Fascinating stuff from Richard Murphy

Our intrepid campaigner against tax avoidance: you know, working the tax laws to your own benefit?

Lovely series of articles in which Ritchie seems to be advocating:

It’s all very different from what he says now, isn’t it?

And as I said on this blog:

Crikey it took you a long time to find them, didn’t it Tim?

The first was written because I could think of no better way of killing a scheme then being promoted on the professional lecture circuit than to give it publicity. I didn’t have blogs etc in those days. It worked. I call that a success.

The second fell into the same category — it did not work.

The third is about tax compliance. I stand by it.

The fourth is about tax simplification. I stand by it.

The fifth follows the logic of 1 and 2 — and was the way I thought I could seeking to highlight an abuse to draw attention to it.

Would I use that method now? No! I don’t need to. Was it the best I could do at the time? Yes, I thought so.

Do I apologise for using the Observer in that way? No!

But keep whistling if you want to find dirt Tim — because you won’t

Not least because a) years before you’ll find articles from me arguing against incorporation b) I never used a nanny scheme and never sold one c) I never advised clients to buy pensions for the reasons noted

So all you’ve discovered is methods have changed over time.

And some maybe weren’t terribly transparent

Big deal

Now tackle the real issues — like the abuse I was seeking to stop then, and now.

To add a little more colour. I well remember Tim Good of PTP — a colourful tax lecturer if ever there was one — telling of the nanny scheme on a course I went on in autumn 2000. I was shocked by it. I was equally as shocked that the story had attached to it the advice (and obviously I can’t recall the exact wording) that one shouldn’t shout about it too loudly or the scheme would be closed down.
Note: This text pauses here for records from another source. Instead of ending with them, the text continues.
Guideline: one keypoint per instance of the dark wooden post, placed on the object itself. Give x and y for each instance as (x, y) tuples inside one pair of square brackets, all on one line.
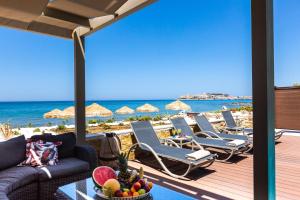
[(79, 79), (263, 99)]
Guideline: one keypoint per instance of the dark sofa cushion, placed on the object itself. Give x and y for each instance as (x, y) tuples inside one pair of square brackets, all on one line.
[(13, 178), (65, 167), (66, 149), (12, 152)]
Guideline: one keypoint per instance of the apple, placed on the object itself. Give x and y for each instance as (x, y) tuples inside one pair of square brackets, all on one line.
[(142, 182), (141, 191), (119, 193), (137, 186)]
This was, of course, well before the days of the Tax Avoidance Disclosure scheme and such things. It was also well before the days of the Tax Justice Network and the change in awareness of tax avoidance in the UK. I also did not have my own blog and so on available to me at the time. So I decided to use an outlet I had available to me to achieve the objective Tim did not want — to attract publicity to a scheme that needed closing down and which I hoped would be if enough sought to use it. It worked! The scheme was shut — in 2003, I think.
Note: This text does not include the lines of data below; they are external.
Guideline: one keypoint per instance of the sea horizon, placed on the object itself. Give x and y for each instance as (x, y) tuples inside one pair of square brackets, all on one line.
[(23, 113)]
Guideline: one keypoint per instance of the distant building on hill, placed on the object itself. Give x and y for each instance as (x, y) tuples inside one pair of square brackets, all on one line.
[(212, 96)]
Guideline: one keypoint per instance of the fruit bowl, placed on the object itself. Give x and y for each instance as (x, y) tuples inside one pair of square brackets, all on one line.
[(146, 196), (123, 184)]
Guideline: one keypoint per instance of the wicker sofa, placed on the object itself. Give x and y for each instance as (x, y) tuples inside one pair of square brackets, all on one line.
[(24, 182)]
I was annoyed too by the change in pension law that allowed absurd amounts of relief — and still does.

As for the company one — I well remember doing all the calculations on this for a client at about this time — as I still felt duty bound to do so. He refused  take any action and stayed self employed, calling incorporation a scam. In many cases it was — with only the accountant winning (as I hint at in the article), and in general  I’ve always been troubled about how many people are inappropriately advised to put their businesses into companies — something I’d written about several times before since the early 90s (if I recall correctly — it was in Accountancy Age at the time, I think). So the article fits again into the ‘drawing attention to it’ and then saying in this case ‘don’t do it’ in most cases, which was the best method I thought I had available to me at the time. And I bet you you’d be hard pushed to find anyone else at the time saying the list of people who should not incorporate was longer than those who should.

Did continuing to highlight the incorporation abuse work? Yes, I think it did. The Revenue tried the Arctic Systems case to end it — and I wrote about the aftermath of that proposing alternatives where I thought substance and form could be made to coincide in 2007.
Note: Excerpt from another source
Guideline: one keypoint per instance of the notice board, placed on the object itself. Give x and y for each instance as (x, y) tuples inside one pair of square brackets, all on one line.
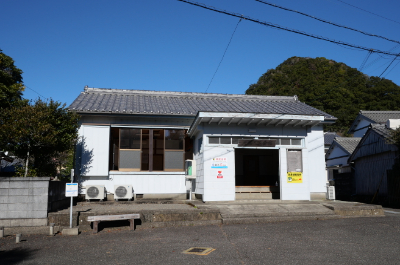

Of course you can say quite validly that my methods changed radically in the period in between early 2003 ad 2007. They did! the Tax Justice Network had started; the environment of campaigning on this issue had changed radically, the internet had let direct campaigning happen in a way it could not before; I was blogging in 2007 and not in 2003, and on and on. So most certainly my methods changed radically. But I can assure you my motives did not.

In other words, you’re wasting your time Tim.

And it’s also amusing to note that on the same day Tim wrote I am being criticised for risking losing my credibility by Mark Lee — formerly chair of the Institute of Chartered Accountants in England and Wales tax faculty — because he says I’m too direct with HMRC at the risk of now being mischievous in suggesting it has gone soft on tax avoidance. I’ll accept the suggestion I was being mischievous in my use of the Observer in earlier times. The direct approach simply was not, in my judgement, available to me then. But mischievous now? No, sorry: I don’t need that now. The cold reality of HMRC telling its staff to be commercial in the application of the law at a time when it is to be ruthless in its attack on benefit fraud is not an issue where I need be anything but direct: HMRC have got this wrong. Badly wrong. And if you think otherwise Mark then I’m sorry, on this occasion it is you who is being naive, not me.

It seems I can’t win with the far right or the tax profession today.

You could call that a sign of success.